Berkat kerja keras dan selalu menabung, petani itu akhirnya
kaya raya. Karena tak ingin tetangganya tahu mengenai kekayaannya, seluruh
tabungannya dibelikan emas dan dikuburnya emas itu di sebuah lubang di belakang
rumahnya. Seminggu sekali digalinya lubang itu, dikeluarkan emasnya, dan
diciuminya dengan penuh kebanggaan. Setelah puas, ia kembali mengubur emasnya.
Pada suatu
hari, seorang penjahat melihat perbuatan petani itu. Malam harinya, penjahat
itu mencuri seluruh emas si petani.
Esok harinya
petani itu menangis meraung-raung sehingga seluruh tetangga mengetahui apa yang
terjadi. Tak seorang tetangga pun tahu siapa yang mencuri emasnya. Jangankan
soal pencurian, tentang lubang berisi emas itu saja mereka baru tahu hari itu.
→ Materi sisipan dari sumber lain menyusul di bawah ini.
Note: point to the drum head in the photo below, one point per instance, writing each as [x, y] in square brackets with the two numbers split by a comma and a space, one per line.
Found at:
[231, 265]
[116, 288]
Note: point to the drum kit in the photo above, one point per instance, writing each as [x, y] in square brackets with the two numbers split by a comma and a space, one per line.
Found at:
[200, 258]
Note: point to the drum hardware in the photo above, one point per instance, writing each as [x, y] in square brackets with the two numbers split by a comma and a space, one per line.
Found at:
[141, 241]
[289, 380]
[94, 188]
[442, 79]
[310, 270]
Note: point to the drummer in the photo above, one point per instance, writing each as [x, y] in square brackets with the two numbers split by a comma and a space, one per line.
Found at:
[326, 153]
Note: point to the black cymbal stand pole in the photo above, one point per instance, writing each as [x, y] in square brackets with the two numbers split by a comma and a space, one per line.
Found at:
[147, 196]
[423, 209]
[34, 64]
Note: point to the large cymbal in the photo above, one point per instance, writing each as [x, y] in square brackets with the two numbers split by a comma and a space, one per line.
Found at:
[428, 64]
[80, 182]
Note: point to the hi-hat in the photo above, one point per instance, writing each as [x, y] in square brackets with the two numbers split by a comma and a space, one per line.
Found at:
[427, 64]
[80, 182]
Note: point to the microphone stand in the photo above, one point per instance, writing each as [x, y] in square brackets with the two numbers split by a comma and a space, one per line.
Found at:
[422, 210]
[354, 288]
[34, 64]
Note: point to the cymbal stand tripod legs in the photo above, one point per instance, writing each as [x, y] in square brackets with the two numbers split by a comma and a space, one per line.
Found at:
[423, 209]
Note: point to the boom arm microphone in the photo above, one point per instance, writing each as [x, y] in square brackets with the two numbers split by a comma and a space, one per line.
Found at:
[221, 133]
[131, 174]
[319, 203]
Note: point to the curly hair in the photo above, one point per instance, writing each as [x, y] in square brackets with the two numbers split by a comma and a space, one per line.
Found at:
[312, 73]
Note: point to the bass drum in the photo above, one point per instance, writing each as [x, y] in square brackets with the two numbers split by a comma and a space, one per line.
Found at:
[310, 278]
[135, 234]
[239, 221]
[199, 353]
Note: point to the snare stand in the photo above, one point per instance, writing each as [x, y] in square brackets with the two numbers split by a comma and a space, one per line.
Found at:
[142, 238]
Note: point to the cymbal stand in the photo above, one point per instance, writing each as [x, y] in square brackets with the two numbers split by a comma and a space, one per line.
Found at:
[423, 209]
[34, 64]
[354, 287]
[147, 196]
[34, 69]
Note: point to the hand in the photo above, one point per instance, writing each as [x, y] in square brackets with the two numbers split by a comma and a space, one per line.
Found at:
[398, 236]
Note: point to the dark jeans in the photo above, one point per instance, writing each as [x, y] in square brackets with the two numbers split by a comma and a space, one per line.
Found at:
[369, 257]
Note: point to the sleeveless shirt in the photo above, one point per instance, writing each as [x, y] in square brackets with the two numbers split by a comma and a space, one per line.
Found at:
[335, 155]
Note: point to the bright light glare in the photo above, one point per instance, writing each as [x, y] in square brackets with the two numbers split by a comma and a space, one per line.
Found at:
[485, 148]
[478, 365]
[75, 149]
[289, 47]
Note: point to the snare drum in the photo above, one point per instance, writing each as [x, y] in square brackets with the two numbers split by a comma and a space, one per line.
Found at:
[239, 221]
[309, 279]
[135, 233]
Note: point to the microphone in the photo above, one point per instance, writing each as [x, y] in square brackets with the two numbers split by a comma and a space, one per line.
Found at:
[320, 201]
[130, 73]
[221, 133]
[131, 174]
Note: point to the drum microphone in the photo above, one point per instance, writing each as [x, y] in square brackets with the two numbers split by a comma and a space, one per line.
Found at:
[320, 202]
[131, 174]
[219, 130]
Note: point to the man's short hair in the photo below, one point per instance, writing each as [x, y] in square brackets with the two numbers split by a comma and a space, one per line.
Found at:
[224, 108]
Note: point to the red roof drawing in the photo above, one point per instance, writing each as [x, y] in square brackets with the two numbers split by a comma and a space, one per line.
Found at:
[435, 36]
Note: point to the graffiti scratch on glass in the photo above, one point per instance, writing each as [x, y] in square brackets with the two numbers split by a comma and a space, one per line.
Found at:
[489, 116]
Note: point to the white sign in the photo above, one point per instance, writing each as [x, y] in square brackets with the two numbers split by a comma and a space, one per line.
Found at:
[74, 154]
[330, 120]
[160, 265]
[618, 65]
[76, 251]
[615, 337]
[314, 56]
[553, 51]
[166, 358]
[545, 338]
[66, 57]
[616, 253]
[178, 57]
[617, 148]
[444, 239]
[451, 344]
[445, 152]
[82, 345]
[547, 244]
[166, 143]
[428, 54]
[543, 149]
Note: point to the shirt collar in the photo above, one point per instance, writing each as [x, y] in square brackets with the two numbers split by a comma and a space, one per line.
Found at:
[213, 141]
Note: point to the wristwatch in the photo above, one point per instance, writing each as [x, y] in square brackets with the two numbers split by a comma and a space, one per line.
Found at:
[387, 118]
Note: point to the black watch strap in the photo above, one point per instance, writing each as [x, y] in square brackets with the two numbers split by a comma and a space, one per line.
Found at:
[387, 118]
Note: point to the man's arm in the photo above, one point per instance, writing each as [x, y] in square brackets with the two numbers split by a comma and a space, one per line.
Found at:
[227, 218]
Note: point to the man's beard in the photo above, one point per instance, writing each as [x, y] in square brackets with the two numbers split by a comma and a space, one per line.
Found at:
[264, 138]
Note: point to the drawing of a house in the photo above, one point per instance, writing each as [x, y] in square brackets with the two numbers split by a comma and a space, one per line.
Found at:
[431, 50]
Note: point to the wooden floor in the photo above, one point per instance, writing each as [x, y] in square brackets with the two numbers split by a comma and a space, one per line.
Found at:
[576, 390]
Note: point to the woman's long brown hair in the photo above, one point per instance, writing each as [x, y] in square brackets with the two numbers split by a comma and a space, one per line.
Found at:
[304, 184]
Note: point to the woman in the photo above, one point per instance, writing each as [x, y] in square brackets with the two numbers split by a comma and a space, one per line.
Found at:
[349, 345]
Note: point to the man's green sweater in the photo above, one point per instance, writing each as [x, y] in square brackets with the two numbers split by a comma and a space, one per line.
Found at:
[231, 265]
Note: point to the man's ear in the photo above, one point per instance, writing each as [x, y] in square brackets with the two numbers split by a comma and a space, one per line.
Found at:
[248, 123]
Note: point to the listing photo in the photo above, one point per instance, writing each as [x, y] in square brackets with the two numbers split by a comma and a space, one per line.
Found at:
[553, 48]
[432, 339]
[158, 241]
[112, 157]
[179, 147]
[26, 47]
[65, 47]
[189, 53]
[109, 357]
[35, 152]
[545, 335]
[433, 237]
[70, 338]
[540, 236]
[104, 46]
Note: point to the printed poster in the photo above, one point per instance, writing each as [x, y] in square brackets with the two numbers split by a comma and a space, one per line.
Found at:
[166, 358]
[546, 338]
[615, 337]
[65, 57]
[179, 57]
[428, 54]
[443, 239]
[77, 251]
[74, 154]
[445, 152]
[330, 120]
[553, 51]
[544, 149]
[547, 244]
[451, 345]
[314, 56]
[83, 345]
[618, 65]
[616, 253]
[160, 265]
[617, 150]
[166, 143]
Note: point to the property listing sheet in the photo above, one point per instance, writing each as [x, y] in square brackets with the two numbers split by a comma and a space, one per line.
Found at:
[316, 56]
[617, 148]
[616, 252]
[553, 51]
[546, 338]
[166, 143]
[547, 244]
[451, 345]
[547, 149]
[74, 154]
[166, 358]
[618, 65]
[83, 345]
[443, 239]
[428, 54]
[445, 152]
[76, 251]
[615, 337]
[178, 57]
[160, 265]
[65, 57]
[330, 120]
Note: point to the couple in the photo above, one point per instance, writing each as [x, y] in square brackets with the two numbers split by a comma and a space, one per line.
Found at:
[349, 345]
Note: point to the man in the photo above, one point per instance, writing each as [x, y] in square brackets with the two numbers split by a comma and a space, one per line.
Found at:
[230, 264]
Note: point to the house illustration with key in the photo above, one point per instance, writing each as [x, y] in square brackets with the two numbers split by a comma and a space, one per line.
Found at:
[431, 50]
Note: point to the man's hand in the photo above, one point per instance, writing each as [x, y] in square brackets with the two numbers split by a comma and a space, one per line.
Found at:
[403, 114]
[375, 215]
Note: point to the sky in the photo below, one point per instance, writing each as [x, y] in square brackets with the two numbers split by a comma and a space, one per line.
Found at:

Kalau tidak ada pencurian, tak ada yang tahu bahwa petani itu memiliki emas
yang dikubur di belakang rumahnya. Sebagian orang ikut bersedih atas pencurian
itu, sebagian yang lain mengejek dan menganggap petani itu bodoh.
“Salah sendiri
menyimpan emas di rumah. Mengapa tidak dijual saja dan uangnya dipakai untuk
membangun rumah. Biar rumahnya lebih bagus, tidak reot seperti sekarang. Itulah
ganjaran orang kikir. Kalau dimintai sumbangan, selalu saja jawabannya tidak
punya. Sekarang, rasakan sendiri!”
Tetapi tak
seorang pun yang berani terus terang mengejek atau mengumpat petani yang
ditimpa kemalangan itu. Semua ejekan dan umpatan hanya diucapkan di antara
sesama mereka saja, tidak di hadapan si petani. Hanya seorang lelaki tua miskin
yang berani bersikap jujur kepada petani itu. Lelaki tua itu tinggal tak jauh
dari rumah si petani.
“Sudahlah,
begini saja. Di lubang bekas emas itu kuburkanlah sebongkah batu atau apa saja
dan berlakulah seperti sebelum kau kecurian.”. Mendengar
itu, si petani itu marah.
“Apa
maksudmu? Kau mengejekku, ya? Yang hilang itu emas, bukan batu. Kau sungguh
tetangga yang jahat. Kau memang orang miskin yang cuma bisa mengubur batu. Aku
bisa mengubur emas atau apa saja semauku. Kini aku kehilangan emas dan kau enak
saja menyuruhku mengubur batu. Kau pikir batu sama dengan emas?!”
Suasana pun
gaduh. Orang-orang melerai.Dengan
tenang lelaki tua itu menjawab: “Apa bedanya
emas dan batu? Kalau kau bisa mengubur emas, seharusnya kau juga bisa mengubur
batu. Tahukah kau, dengan mengubur emas berarti kau telah menjadikan logam
mulia itu sebagai barang yang tidak berharga. Lalu, apa salahnya kau mengubur
batu dan berkhayal yang kau kubur itu adalah emas.”